De kansen binnen het onderwijs zijn totaal ongelijk verdeeld. Leerlingen uit kansengroepen blijven vaker zitten, zijn minder aanwezig in hooggewaardeerde onderwijsvormen, stromen vaker uit zonder diploma en vatten minder vaak een studie in het hoger onderwijs aan. Dit bewijzen onderstaande resultaten.
Het aantal jongeren dat blijft zitten in Vlaanderen, is het dubbele van het internationaal gemiddelde.
Leerlingen uit kansengroepen stromen vaker uit zonder diploma
13% van jongens van Belgische herkomst stroomt uit zonder een diploma. Bij jongens van Turkse en Noord-Afrikaanse origine is dit 45%, bij die van Zuid-Europese afkomst rond de 33%. Bij meisjes zijn de verschillen nog opvallender. Daar stroomt ongeveer 7% van meisjes van Belgische herkomst uit zonder diploma, waar dit bij meisjes van Turkse en Noord-Afrikaanse origine bijna 6 keer zo hoog ligt (respectievelijk 43 en 41%).
De oorzaak hiervan is complex: SES, segregatie & concentratiescholen, Golem-effect, vroege oriëntering, leerkrachten hanteren verschillende oriënteringscriteria, gebrek competenties van leerkrachten om met diversiteit in de klas om te gaan, slechte informatiestroom naar ouders en jongeren,...
Dergelijke kenmerken zijn echter meer typisch voor de middenklasse, gezien de ouders vaker jobs uitoefenen waarin ze meer autonomie aan de dag leggen en die een zekere onvoorspelbaarheid inhouden.
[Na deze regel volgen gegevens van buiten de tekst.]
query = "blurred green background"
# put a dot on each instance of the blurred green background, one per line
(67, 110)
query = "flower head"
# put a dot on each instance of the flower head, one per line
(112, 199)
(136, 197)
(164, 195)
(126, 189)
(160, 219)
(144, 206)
Door de nadruk te leggen op kwaliteiten die ongelijk verdeeld zijn over leerlingen van verschillende sociale klassen, worden leerlingen uit lagere sociale klassen benadeeld. Verder slagen kansarme ouders en etnische minderheden er minder vaak in hun eerste schoolkeuze te realiseren en ervaren vaker een weigering of doorverwijzing. Bovendien zijn deze ouders minder geneigd om een ongegronde weigering aan te vechten.